Restless Leg Syndrome | RLS | What is Restless Leg Syndrome

Restless Leg Syndrome(RLS)

Restless Leg Syndrome Overview

Restless leg syndrome is a common cause of painful legs.

Restless Legs Syndrome (RLS) is a neurological disorder in which patients experience irrepressible sensations in the legs or arms while sitting or lying still.

Terms used to describe Restless leg syndrome may include creepy, crawly, pulling, tingling, itching, or gnawing.

Often the person with Restless leg syndrome has difficulty being specific about the sensations in their legs.

The sensations are rarely described as painful. The leg pain of restless leg syndrome typically eases with motion of the legs and becomes more noticeable at rest. Restless leg syndrome differs from the "pins and needles" feeling when the blood supply is cut off from a limb ("My foot fell asleep!").

Restless leg syndrome also features worsening of symptoms during the early evening or later at night. The characteristic nighttime worsening of symptoms in persons with restless legs syndrome frequency leads to insomnia.

Restless leg syndrome usually begins slowly. Over time, the legs become more affected. Less frequently, restless leg syndrome can affect the arms.

Excessive Daytime Sleepiness during the day due to sleep deprivation can be one result of Restless leg syndrome.

Because those with Restless leg syndrome have a constant need to stretch or move their limbs to get rid of the uncomfortable feelings, sleep is often disturbed.

Severe Restless leg syndrome also limits certain activities because of the confinement of traveling in a car or airplane, sitting through a meeting, or watching a movie. These individuals find it nearly impossible to sit without moving for any length of time.

Anxiety and depression are often associated with Restless leg syndrome. Approximately 80 percent of people with Restless leg syndrome also suffer from Periodic Limb Movement Disorder (PLMD).

People often describe the uncomfortable sensations that accompany the urge to move as:

  • prickly,
  • tingly,
  • sometimes painful,
  • creeping,
  • tugging, or
  • like insects crawling inside your legs.

The sensations most commonly occur in the calf area, but can be felt anywhere in one or both legs. Some people also experience the discomfort in their feet, arms or hands.

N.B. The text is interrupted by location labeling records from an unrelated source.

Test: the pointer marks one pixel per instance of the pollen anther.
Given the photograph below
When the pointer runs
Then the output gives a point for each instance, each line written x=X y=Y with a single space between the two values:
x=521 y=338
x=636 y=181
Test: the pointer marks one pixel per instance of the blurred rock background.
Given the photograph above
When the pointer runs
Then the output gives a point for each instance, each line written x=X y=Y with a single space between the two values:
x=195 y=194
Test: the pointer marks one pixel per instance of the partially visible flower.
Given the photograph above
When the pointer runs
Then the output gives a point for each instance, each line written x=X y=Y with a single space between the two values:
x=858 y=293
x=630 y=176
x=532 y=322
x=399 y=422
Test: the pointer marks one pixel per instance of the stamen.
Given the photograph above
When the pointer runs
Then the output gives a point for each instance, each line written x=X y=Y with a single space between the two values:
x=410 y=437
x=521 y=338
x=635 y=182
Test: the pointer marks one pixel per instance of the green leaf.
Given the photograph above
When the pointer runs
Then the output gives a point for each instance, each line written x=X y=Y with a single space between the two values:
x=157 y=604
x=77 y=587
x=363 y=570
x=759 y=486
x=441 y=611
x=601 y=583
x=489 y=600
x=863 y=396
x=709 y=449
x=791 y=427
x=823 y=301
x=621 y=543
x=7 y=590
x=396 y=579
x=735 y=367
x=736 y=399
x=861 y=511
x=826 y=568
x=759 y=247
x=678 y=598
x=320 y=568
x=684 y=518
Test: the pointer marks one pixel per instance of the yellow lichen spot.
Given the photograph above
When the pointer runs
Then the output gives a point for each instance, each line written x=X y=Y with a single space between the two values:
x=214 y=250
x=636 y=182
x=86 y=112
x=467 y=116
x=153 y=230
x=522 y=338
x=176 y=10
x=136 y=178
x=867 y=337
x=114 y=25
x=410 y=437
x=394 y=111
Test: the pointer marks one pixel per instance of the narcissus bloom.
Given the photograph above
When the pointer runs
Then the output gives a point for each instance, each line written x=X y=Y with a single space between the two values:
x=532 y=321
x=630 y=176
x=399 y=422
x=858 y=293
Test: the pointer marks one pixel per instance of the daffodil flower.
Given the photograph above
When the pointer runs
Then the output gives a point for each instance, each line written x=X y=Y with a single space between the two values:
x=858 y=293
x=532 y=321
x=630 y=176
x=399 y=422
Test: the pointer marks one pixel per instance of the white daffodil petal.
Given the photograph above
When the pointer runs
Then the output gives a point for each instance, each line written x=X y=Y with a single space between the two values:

People with Restless leg syndrome generally have trouble going to sleep. 

Feeling a need for constant movement, many people delay trying to go to sleep and may instead pace or move their legs to prevent the feelings of restless legs.

According to the Restless Legs Syndrome Foundation, Restless leg syndrome is generally grouped into the following classifications:

  • Primary or familial: when Restless leg syndrome is found to run in a family.
  • Secondary: when Restless leg syndrome appears to be the result of another condition such as pregnancy, low iron levels, or chronic disease.
  • Idiopathic: when there is no family history of Restless leg syndrome and no known associated conditions.